Python In Practice: 实践为王

1 文件读写：到此一游

观光传送门： https://github.com/BinRoot/Haskell-Data-Analysis-Cookbook/tree/master/Ch01

即使是售价高达$54.99的《Haskell Data Analysis Cookbook》里，第一章也只能讲点平淡无奇的如何读入以下各种形式的文本

TXT,DAT(纯文本，里面的格式你已经有一定的了解)
CSV,TSV(Comma/Tab Separated Values 逗号、Tab分隔值的数据表)
JSON(JavaScript Object Notation，兼容Javascript数据的字符串表达)
XML(eXtensible Markup Language，半结构化数据标记语言，标签在尖括号中)
HTML(Hyper Text Markup Language，网页标记语言，元数据在尖括号中)

Python连接各种数据库会在后面的材料中介绍。

一个简单的csv格式：S0EP4_fakedata.txt

first name , last name , employee number
luke , vanderhart , 1
ryan , neufeld , 2



In [1]:

    
import csv
import codecs
import numpy as np
import pandas as pd

1.1 文件打开方式

如果你确定文件中不会出现中文的话，普通的open就能实现功能了，如果要处理中文的话还需要codecs库。

接下来做一下流程

打开文件
设置一个空列表
文件每一行都读取进列表
碰到文件结尾结束
关闭文件
打印内容



In [1]:

    
f = open("S0EP4_fakedata.txt",'r')
file_content0 = []
mark = True
while(mark):
    file_content0.append(f.readline())
    mark = file_content0[-1]
f.close()
print file_content0









    



['first_name,last_name,employee_number\n', 'luke,vanderhart,1\n', 'ryan,neufeld,2', '']

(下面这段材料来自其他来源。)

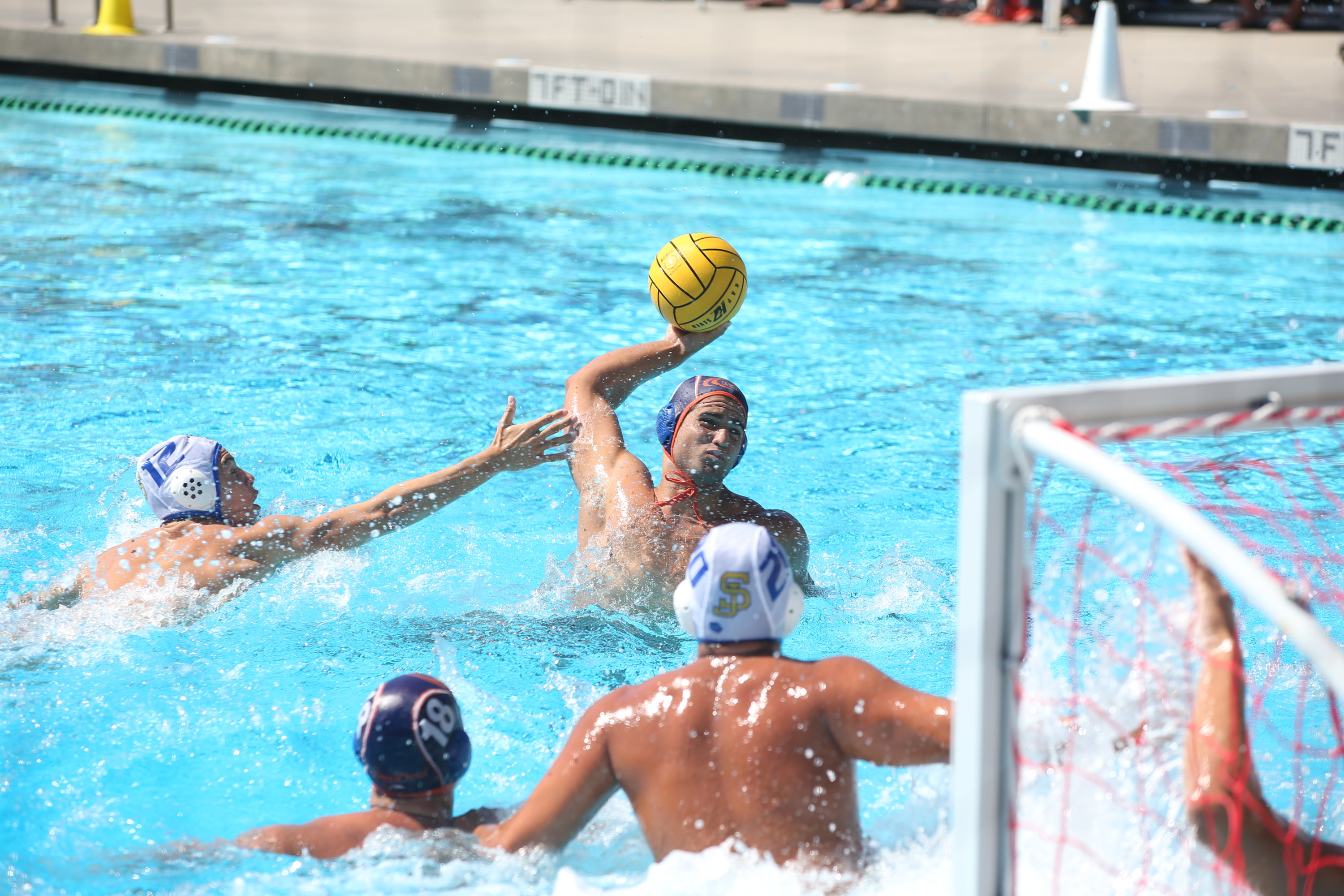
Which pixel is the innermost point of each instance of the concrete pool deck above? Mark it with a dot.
(905, 81)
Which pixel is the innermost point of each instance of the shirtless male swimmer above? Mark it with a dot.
(742, 742)
(412, 742)
(210, 534)
(636, 536)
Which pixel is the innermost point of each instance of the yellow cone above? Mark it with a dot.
(115, 18)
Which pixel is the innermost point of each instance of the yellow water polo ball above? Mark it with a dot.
(698, 283)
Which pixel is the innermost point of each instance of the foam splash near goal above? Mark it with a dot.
(1108, 679)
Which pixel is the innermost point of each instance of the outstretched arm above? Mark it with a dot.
(517, 447)
(603, 385)
(883, 722)
(576, 786)
(1222, 792)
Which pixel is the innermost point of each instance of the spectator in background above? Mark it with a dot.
(1223, 796)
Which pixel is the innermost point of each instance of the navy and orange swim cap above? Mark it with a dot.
(410, 738)
(690, 394)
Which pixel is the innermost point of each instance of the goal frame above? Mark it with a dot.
(995, 473)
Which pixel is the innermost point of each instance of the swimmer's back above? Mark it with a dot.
(750, 747)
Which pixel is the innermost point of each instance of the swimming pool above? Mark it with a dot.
(346, 315)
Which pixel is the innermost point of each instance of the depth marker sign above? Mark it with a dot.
(589, 90)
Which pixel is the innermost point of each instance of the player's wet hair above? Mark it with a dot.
(410, 738)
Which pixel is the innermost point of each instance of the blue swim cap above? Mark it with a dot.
(181, 477)
(686, 397)
(410, 738)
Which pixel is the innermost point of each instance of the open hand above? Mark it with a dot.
(521, 447)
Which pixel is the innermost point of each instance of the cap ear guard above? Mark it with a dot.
(193, 489)
(793, 613)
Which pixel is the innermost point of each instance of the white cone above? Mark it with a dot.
(1103, 86)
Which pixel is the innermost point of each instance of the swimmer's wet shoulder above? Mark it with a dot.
(742, 742)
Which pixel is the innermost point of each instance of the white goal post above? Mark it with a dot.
(1000, 433)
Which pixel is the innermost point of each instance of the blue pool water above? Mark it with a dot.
(345, 316)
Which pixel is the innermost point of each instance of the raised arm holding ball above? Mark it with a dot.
(635, 536)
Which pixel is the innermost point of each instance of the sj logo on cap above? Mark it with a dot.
(736, 595)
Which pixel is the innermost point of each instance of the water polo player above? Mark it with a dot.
(635, 536)
(741, 743)
(210, 536)
(414, 747)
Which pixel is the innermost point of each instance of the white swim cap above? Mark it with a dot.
(181, 477)
(738, 587)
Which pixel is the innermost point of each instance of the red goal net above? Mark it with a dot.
(1112, 660)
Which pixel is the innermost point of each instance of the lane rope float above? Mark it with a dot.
(1096, 202)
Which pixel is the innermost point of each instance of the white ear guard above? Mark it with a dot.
(194, 489)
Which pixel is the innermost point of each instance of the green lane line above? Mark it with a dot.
(1092, 202)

能看到，最后一个空字符串被读了进来是因为到文件末尾了，前面一些行尾部还有换行符。

以及这里我们使用 with as 来代替 f=open() 以及 f.close()，一切都是那么自然，不需要处理文件结尾和关闭文件。



In [2]:

    
file_content1 = []

with open("S0EP4_fakedata.txt") as f:
    mark = True
    while(mark):
        file_content1.append(f.readline())
        mark = file_content1[-1]

print file_content1,'\n'









    



['first_name,last_name,employee_number\n', 'luke,vanderhart,1\n', 'ryan,neufeld,2', '']

Nice!

刚才的Readline是为了防止一次读进太大的文件，试试小文件直接读取readlines()：



In [4]:

    
with open("S0EP4_fakedata.txt") as f:
    file_content2 = f.readlines()

print file_content2









    



['first_name,last_name,employee_number\n', 'luke,vanderhart,1\n', 'ryan,neufeld,2']

中文的挑战：

CODECS = COders/DECoderS



In [2]:

    
with codecs.open("S0EP4_fakedata2.txt",'r',encoding='utf-8') as f:
    file_content3 = f.readlines()

print file_content3
    
for item in file_content3:
    print item,

with codecs.open("S0EP4_fakedata2_w.txt","w",encoding='utf-8') as f:
    for item in file_content3:
        f.write(item)









    



[u'\u540d,\u59d3,ID\n', u'\u4e8c\u72d7,\u738b,1\n', u'\u7fe0\u82b1,\u674e,2\n']
名,姓,ID
二狗,王,1
翠花,李,2

收尾工作：



In [3]:

    
try:
    del file_content0
    del file_content1
    del file_content2
    del file_content3
except Exception:
    pass

1.2 非文件式读取CSV

NumPy是一个可用的选择：

这里注意文件使用的字节串与中文字符串的关系。

encode永远用于字符串到字节串转换
decode永远用于字节串到字符串转换



In [7]:

    
npdata = np.genfromtxt("S0EP4_fakedata2.txt",skip_header=1,dtype=None,delimiter=',')

#print npdata

print npdata[0][0],len(npdata[0][0]),unicode(npdata[0][0].decode('utf-8')),len(npdata[0][0].decode('utf-8'))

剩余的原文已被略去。